# Salt-cooked potatoes, trying them



## AmandaN80 (May 29, 2011)

I saw someone posted about these in a 'what can I do with salt' post. I decided to give them a try. I bought some new yellow potatoes and some sea salt made by Mortons. In addition to the sea salt I added about a handful of pink sea salt. The salt I see thats caking on the upper part of the pan and the bubbles are actually pink. I will be amused if they turn out with a pink salt crust. I wanted to say thanks to whoever posted the info about these! I cant wait to try them


----------



## ranleemil (May 29, 2011)

*Salt Potatoes*

I was introduced to salt potates about 30 years ago in upstate New York.
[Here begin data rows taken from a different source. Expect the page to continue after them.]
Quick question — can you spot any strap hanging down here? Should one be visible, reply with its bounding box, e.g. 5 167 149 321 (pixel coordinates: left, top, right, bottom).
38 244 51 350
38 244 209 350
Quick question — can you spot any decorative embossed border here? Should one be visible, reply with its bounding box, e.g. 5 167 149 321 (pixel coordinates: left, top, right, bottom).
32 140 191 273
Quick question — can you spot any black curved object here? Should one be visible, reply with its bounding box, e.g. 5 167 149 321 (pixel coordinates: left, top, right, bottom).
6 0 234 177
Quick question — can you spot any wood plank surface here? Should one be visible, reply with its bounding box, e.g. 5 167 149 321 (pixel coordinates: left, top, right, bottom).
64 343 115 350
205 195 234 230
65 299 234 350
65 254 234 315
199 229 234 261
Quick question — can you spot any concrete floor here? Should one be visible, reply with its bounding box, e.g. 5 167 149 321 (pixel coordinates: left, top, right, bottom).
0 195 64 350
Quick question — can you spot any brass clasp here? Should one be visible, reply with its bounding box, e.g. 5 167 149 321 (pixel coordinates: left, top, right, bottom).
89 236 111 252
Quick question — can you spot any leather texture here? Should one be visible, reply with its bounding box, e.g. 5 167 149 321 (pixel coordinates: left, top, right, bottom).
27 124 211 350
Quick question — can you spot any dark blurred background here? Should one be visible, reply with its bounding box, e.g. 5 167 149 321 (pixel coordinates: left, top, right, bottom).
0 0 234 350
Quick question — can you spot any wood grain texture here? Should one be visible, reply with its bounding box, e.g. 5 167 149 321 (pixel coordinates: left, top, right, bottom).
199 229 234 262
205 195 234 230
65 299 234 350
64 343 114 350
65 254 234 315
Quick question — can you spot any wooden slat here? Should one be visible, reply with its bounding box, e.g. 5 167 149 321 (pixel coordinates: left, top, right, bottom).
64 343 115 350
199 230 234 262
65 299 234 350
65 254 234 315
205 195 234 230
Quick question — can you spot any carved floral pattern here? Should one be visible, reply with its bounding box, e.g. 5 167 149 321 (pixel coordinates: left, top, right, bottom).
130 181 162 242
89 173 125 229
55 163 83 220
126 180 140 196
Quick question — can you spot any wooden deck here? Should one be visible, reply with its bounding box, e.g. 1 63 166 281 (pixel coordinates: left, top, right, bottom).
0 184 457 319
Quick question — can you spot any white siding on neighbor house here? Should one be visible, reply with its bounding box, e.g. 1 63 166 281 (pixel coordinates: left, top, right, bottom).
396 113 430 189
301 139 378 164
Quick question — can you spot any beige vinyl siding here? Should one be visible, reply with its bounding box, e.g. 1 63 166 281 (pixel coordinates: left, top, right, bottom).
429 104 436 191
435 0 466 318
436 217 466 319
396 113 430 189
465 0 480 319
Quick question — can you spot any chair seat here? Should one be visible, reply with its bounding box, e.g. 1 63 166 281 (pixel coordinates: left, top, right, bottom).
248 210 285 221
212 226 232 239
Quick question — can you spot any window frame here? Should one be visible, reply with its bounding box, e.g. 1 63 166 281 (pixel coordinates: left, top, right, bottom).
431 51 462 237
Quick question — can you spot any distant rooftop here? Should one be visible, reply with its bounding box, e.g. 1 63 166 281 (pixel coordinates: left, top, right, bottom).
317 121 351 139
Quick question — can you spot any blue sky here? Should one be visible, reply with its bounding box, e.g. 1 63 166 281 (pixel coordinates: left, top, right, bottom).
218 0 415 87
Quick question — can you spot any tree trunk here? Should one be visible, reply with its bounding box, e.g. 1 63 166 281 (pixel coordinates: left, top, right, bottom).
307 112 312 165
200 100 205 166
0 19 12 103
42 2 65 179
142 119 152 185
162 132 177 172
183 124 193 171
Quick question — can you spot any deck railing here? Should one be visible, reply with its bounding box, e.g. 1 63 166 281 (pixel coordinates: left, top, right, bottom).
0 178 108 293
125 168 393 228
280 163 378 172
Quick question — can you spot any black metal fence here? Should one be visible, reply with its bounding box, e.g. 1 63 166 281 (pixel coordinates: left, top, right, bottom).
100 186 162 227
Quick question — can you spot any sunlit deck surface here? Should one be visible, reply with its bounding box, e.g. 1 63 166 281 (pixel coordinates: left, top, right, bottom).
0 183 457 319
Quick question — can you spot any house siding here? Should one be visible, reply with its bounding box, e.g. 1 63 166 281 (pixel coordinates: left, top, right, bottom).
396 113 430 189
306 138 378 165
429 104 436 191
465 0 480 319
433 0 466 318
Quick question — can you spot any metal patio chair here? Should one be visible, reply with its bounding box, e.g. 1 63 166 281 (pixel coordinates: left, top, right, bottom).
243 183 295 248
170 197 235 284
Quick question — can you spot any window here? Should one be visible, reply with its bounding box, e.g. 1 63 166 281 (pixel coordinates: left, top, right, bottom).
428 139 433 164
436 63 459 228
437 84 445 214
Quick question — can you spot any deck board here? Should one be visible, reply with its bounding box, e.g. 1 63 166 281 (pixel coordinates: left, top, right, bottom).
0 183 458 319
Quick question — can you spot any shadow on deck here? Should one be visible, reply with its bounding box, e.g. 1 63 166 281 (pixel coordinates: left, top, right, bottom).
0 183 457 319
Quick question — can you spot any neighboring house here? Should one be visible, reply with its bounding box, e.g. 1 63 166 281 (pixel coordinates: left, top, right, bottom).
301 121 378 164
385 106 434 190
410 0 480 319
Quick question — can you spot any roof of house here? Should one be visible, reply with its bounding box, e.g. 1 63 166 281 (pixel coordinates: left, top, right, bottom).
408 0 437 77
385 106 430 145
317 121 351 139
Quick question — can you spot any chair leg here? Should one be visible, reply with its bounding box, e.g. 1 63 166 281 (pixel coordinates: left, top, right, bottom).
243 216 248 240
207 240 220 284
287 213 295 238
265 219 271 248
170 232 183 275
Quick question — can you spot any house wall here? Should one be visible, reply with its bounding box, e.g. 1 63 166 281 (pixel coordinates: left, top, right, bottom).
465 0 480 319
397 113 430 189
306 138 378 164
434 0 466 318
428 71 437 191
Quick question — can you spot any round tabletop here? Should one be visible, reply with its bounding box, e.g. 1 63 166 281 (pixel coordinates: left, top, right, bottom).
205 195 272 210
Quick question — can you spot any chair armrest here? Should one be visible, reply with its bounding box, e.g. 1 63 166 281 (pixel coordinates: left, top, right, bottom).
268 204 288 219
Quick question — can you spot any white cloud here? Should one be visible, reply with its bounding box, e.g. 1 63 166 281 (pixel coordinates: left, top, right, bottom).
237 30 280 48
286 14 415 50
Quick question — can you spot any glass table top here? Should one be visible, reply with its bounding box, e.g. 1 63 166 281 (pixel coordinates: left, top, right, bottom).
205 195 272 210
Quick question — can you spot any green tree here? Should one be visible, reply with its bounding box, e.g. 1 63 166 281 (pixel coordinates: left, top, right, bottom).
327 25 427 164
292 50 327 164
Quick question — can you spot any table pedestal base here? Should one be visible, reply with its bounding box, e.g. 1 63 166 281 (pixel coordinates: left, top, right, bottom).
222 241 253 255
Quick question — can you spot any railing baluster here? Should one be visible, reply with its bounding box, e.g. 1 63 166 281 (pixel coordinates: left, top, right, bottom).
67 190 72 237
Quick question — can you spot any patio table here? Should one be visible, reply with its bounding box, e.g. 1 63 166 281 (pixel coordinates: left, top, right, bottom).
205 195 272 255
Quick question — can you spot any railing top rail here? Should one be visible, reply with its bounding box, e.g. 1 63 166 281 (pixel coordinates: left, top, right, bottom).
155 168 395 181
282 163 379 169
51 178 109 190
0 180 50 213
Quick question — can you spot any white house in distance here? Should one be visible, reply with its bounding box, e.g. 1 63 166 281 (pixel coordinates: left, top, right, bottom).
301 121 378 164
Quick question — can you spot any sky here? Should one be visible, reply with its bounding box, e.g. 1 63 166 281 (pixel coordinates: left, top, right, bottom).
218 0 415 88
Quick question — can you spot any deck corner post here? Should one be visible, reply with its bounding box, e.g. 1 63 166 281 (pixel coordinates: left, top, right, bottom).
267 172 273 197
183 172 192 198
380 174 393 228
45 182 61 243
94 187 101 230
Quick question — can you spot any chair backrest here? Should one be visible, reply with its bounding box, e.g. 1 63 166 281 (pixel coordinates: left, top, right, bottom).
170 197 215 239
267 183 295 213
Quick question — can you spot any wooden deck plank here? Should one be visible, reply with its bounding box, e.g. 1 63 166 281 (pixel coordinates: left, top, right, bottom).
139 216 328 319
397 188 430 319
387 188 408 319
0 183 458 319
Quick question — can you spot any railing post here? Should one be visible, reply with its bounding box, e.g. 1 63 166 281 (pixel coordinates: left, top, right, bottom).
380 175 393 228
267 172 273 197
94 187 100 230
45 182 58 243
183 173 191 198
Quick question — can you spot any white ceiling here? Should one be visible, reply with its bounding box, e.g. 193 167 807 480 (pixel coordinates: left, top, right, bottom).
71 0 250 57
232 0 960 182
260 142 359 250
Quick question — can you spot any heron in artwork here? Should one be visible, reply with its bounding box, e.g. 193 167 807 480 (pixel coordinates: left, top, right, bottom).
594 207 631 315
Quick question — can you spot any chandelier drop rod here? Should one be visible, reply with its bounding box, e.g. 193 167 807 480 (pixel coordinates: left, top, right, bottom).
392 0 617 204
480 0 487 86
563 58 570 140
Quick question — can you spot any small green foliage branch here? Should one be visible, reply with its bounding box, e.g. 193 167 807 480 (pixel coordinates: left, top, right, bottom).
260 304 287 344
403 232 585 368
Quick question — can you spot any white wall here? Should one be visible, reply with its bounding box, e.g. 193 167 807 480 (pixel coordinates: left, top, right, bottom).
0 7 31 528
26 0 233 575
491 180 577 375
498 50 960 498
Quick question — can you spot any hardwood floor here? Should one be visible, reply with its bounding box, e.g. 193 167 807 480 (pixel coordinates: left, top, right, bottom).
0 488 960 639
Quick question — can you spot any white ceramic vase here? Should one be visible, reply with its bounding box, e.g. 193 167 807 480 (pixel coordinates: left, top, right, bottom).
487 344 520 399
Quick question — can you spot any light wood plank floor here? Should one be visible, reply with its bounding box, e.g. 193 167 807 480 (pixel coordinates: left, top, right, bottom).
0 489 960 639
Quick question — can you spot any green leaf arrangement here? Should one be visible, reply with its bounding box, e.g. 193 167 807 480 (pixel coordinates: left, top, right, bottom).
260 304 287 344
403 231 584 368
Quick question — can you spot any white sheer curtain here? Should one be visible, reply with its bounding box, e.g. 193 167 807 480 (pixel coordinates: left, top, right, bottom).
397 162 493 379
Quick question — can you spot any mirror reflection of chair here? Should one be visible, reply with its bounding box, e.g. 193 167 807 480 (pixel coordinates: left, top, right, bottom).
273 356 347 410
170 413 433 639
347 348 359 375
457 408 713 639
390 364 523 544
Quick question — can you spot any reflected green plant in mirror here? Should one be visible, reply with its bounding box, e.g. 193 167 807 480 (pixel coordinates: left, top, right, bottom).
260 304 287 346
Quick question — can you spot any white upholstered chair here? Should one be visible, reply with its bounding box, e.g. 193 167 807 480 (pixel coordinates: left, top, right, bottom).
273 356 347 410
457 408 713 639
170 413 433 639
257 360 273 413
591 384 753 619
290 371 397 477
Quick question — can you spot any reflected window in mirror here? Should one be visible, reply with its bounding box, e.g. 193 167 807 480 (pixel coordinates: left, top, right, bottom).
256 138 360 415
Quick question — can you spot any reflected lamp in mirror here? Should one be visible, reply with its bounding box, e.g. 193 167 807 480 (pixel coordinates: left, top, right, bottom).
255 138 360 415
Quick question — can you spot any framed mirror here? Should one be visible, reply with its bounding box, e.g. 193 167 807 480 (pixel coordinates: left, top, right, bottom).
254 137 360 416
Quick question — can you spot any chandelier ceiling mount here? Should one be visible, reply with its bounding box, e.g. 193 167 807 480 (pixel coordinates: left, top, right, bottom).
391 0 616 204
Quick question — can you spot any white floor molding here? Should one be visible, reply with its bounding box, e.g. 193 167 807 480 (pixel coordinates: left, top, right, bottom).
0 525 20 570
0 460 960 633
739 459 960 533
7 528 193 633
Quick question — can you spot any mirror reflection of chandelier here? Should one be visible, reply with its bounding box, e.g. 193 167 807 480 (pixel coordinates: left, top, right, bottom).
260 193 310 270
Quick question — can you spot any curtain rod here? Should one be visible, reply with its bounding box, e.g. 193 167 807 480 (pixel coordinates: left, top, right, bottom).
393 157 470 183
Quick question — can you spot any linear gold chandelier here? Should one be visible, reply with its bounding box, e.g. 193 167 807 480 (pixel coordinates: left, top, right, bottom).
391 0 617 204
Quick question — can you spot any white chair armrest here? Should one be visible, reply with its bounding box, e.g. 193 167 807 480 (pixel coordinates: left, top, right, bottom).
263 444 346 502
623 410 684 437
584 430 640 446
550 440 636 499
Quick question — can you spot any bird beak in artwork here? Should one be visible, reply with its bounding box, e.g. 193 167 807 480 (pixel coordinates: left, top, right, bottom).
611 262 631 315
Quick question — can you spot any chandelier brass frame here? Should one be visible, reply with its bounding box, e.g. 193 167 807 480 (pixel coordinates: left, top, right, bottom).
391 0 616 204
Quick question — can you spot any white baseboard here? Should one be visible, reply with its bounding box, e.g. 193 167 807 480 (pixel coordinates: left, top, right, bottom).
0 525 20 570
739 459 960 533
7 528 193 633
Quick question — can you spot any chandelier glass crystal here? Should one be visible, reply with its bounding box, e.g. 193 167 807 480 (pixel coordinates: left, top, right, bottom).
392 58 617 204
I many areas there, you can actually buy a prepackaged bag containing about 3 lbs of small potates and about a pound of salt. Since then I've served them at parties with great success. They are also a big concession item at the New York State Fair in Syracuse. I take them a step farther by reducing the salt in boiling, and after they are cooked, transferring them to a pot or pan in which you have combined about an equal mixture of melted butter and soy sauce.Outrageously good! ( P.S. You can also just serve the soy/butter in a separate small bowl for dipping!)


----------



## AmandaN80 (May 29, 2011)

I saw that about them being sold with the salt in NY. I think out of other websites reviews, only one person has not enjoyed them.
If I like them(and I love most potatoes dishes) I plan on making them for a huge BBQ well be having in late june. I told my mom about them today and she wants to try them now too lol 
Thanks for your advice and information about them!


----------



## AmandaN80 (May 29, 2011)

These are awesome! Cant wait to make them for my family and friends!


----------



## Bolas De Fraile (May 30, 2011)

You both have good taste Carnarios or Papas Arrugadas served with Mojo Picon is a favorite nibble whilst waiting for the BBQ.
I am so crazy that if you check out the recent thread on San Marzano Tomatoes I explain how I am trying to recreate the soil to grow the pots for this dish.


----------



## AmandaN80 (May 30, 2011)

Bolas, Ill go look  Thanks


----------



## CWS4322 (May 31, 2011)

I missed the original discussion/recipe. Can s/one pretty please point me to it? I am somewhat challenged when it comes to searching the forum for posts...


----------



## silentmeow (May 31, 2011)

These sound delicious.  Could someone give me the recipe or point me in the right direction?


----------



## Aunt Bea (May 31, 2011)

http://www.discusscooking.com/forums/f126/salt-72462.html?highlight=uses+for+salt

This is the thread


----------



## Bolas De Fraile (May 31, 2011)

This is the recipe I usehttp://www.discoverlanzarote.com/papas_arrugadas.asp
There is a state owned museum of local history, near the roundabout by the monument de campesinos, it has a restaurant that only serves traditional Lanzarote food. They do suckling pig roast in salt.


----------



## Aunt Bea (May 31, 2011)

Bolas De Fraile said:


> This is the recipe I usePapas Arrugadas Recipe - DiscoverLanzarote.com
> There is a state owned museum of local history, near the roundabout by the monument de campesinos, it has a restaurant that only serves traditional Lanzarote food. They do suckling pig roast in salt.


 

The picture with the link says it all!

These are always on the menu when we have Bakers Cornell grilled chicken and a bottle or two of beer.

Did I mention the beer


----------



## CWS4322 (May 31, 2011)

Thanks!


----------



## AmandaN80 (May 31, 2011)

I ended up cooking in smaller batches so I had about 6-9 small yellow potatoes and put in about a 1/4c of sea salt. I used Morton brand. Then scrubbed the potatoes and put them in the cold water(about 8 cups maybe) and poured the salt in and put it on high heat for about 45 mins
:-D They were better room temp/chilly to me and the kids


----------



## AmandaN80 (May 31, 2011)

oh and I drained them and within a few minutes had a light crust on them too


----------